Meta Platforms has reportedly commenced the last of a three-part series of job cuts.
That’s according to a Wednesday (May 24) report by Reuters, citing a source familiar with the matter. The layoffs were part of a plan announced in March to eliminate 10,000 positions.
The report notes that a number of employees in Meta’s marketing, recruiting, engineering and corporate communications department posted status updates on LinkedIn Wednesday to announce that they had been let go.
Meta announced a 13% reduction in its workforce last November, and then followed those cuts with another round announced in March, amid what CEO Mark Zuckerberg has called the company’s “year of efficiency.”
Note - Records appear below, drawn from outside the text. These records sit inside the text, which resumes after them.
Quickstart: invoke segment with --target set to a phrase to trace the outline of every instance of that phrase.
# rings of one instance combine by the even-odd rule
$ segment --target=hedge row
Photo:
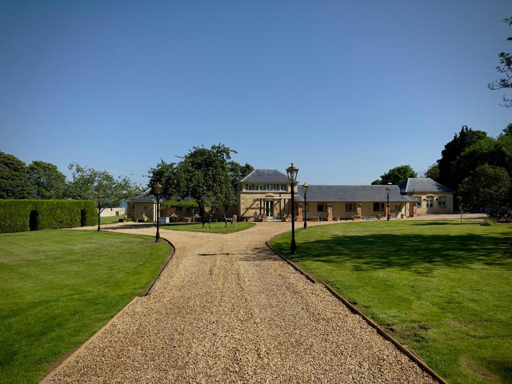
[[[0,200],[0,233],[95,225],[97,211],[91,200]]]

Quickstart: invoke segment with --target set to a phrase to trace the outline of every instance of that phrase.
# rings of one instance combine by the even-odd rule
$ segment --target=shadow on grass
[[[279,249],[287,243],[276,243]],[[387,268],[428,273],[440,266],[481,264],[512,269],[512,239],[509,236],[372,234],[334,236],[308,241],[297,239],[296,262],[314,261],[350,265],[354,270]]]

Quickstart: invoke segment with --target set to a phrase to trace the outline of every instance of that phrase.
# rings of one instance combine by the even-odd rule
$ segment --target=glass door
[[[265,201],[265,213],[267,217],[273,217],[274,216],[274,201],[273,200]]]

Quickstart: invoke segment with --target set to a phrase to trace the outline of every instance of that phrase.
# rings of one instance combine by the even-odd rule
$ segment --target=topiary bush
[[[0,233],[97,224],[91,200],[0,200]]]

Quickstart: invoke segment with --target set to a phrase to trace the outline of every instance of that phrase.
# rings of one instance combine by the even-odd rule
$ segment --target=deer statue
[[[228,218],[226,217],[226,214],[222,214],[222,216],[223,216],[223,218],[224,218],[224,228],[226,228],[226,227],[227,227],[227,223],[231,223],[231,225],[229,226],[230,227],[234,227],[234,223],[233,222],[233,218],[231,218],[231,219],[228,219]]]
[[[206,228],[204,225],[206,223],[208,223],[208,228],[211,228],[211,226],[210,225],[210,223],[211,222],[211,215],[210,215],[207,217],[206,214],[205,213],[204,216],[201,218],[201,222],[203,223],[203,225],[201,227],[201,228]]]

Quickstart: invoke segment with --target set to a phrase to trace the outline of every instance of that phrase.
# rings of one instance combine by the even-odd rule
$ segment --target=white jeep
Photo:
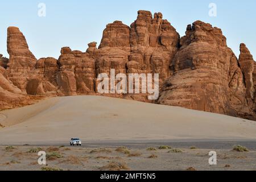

And as reported here at the beginning of February, “efficiency” has been Meta’s watchword recently, with the term coming up dozens of times during an earnings call.
“We’ve entered a phase change for the company … we will be more proactive about cutting projects and increasing efficiency around executing our top priorities,” Zuckerberg told investors.
PYMNTS wrote that this new focus “could help lessen concerns that the company is overspending on its virtual reality ambitions.”
Concern among investors that Zuckerberg and his company were spending too much time focused on the metaverse at expense of Meta’s core business helped fuel a 64% drop in the company’s shares last year, the weakest performance in its history. Meta saw about $700 billion of its market value evaporate between October 2021 and October 2022.
Meta’s job eliminations are part of a larger wave of layoffs in the tech sector, which is itself part of a broader pattern in the job market.
Amazon announced plans to cut 18,000 positions in January, while Lyft recently said it would reduce its staff levels by 26% as the rideshare company looks to gain “operating cost savings.”
As PYMNTS wrote earlier this month, companies are looking to preserve operating margins and make their profitability-focused investors happy, which has led to job cuts at businesses that expanded their headcounts during the pandemic, such as Meta and Amazon.
Meta had announced last year that it would sell Giphy, which it purchased for $315 million in 2020, following an order from the United Kingdom’s Competition and Markets Authority (CMA).
The CMA said ruled last year that it had “found that Meta’s takeover of Giphy could allow Meta to limit other social media platforms’ access to GIFs, making those sites less attractive to users and less competitive.”
The authority also determined that the deal took Giphy out of the competition as a potential challenger in the British display advertising sector.